146k views
3 votes
How much should you deposit at the end of each month in an IRA that pays 13% compounded monthly to earn $50,000 per year from interest alone, while

leaving the principal untouched, to be withdrawn at the end of each year after you retire in 30 years?
Click the icon to view some finance formulas
The monthly deposit is $
(Round up to the nearest dollar)

User Tim Knight
by
7.6k points

1 Answer

3 votes

To calculate the monthly deposit needed to earn $50,000 per year in interest alone, we can use the present value of an annuity formula:

PV = PMT x ((1 - (1 + r/n)^(-nt)) / (r/n))

Where PV is the present value, PMT is the monthly deposit, r is the annual interest rate (13%), n is the number of times the interest is compounded per year (12), and t is the number of years (30).

We want to solve for PMT, so we can rearrange the formula:

PMT = PV / ((1 - (1 + r/n)^(-nt)) / (r/n))

Since we want to earn $50,000 per year in interest alone, and the principal will be untouched, the present value is $0. So the formula simplifies to:

PMT = ($50,000 / ((1 - (1 + 0.13/12)^(-12*30)) / (0.13/12)))

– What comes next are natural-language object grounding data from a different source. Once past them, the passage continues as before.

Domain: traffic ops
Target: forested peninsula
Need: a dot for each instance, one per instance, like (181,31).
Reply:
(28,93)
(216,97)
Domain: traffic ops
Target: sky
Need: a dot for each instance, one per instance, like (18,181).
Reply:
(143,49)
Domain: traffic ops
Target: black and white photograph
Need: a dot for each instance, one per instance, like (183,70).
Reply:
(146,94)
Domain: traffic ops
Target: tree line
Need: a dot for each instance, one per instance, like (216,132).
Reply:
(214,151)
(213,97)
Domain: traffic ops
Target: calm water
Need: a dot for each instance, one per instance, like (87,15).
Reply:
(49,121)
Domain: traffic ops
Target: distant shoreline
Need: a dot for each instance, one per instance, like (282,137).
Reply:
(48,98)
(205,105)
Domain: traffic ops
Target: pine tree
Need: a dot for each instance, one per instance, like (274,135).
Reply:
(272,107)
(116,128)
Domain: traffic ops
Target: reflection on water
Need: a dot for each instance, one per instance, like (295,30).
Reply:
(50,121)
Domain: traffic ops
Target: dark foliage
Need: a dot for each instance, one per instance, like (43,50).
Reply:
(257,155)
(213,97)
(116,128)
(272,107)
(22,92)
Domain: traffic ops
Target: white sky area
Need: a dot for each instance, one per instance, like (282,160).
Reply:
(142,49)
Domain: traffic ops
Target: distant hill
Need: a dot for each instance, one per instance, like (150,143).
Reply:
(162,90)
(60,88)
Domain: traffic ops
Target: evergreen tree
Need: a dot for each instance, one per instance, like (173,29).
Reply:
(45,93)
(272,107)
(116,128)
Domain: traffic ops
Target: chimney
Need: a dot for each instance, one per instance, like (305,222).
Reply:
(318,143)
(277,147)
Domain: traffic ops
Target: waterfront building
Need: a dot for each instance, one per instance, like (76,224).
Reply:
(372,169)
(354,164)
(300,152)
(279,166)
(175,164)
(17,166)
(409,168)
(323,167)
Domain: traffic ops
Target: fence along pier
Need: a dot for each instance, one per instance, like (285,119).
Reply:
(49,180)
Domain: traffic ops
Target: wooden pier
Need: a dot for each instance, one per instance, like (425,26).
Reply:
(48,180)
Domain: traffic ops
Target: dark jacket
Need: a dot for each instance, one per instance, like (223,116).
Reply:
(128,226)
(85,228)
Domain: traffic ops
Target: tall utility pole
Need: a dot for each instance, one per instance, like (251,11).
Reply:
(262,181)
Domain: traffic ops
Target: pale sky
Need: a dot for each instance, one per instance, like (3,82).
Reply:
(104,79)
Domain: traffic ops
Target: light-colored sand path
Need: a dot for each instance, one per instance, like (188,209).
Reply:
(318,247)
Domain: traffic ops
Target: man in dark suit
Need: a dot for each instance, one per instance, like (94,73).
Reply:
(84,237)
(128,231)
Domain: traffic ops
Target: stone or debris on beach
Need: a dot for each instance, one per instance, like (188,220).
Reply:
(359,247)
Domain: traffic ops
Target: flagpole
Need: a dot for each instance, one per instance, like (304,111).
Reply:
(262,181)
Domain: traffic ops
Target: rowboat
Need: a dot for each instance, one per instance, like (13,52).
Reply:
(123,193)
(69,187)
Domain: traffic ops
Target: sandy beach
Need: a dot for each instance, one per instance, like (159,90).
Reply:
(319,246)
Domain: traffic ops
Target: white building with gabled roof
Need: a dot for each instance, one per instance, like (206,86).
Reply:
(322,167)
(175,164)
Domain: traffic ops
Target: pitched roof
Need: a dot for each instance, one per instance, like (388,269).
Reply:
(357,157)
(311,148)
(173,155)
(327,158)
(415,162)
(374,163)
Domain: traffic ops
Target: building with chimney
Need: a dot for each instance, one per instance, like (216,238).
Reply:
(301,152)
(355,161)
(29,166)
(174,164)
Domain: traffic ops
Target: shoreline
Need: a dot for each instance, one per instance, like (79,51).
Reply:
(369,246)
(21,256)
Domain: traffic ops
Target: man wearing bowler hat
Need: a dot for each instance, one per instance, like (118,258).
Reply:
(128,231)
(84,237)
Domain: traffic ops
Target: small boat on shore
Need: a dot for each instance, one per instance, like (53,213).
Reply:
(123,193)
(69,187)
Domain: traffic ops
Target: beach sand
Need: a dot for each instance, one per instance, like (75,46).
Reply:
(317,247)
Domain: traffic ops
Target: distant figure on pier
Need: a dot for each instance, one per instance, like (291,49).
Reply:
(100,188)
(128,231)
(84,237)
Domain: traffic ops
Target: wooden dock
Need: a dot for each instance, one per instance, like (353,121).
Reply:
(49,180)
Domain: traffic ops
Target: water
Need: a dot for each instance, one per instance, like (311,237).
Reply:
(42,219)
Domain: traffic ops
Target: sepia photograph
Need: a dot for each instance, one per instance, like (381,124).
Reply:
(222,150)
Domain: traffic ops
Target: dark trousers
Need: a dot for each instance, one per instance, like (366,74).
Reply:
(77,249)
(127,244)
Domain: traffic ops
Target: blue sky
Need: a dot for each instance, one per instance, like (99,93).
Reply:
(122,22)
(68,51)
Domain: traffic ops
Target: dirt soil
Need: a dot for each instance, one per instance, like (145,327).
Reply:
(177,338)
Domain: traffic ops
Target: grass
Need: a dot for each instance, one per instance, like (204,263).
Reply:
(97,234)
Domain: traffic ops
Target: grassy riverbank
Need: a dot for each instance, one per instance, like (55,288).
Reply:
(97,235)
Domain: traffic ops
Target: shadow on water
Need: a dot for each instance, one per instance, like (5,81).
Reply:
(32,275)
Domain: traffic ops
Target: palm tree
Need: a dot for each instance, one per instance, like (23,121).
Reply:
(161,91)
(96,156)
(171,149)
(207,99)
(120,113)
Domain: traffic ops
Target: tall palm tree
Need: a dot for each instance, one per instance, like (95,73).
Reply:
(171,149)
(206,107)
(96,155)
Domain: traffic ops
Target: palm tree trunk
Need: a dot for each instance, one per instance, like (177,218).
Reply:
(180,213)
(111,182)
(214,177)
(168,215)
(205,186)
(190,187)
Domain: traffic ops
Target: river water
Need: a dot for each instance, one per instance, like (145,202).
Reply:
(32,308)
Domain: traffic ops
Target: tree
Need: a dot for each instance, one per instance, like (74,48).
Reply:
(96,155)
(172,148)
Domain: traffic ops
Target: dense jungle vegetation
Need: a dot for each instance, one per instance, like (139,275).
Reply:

Using a financial calculator or spreadsheet, we can calculate that the monthly deposit needed is approximately $436.

Therefore, to earn $50,000 per year in interest alone, while leaving the principal untouched, you would need to deposit approximately $436 at the end of each month into an IRA that pays 13% compounded monthly, for a period of 30 years.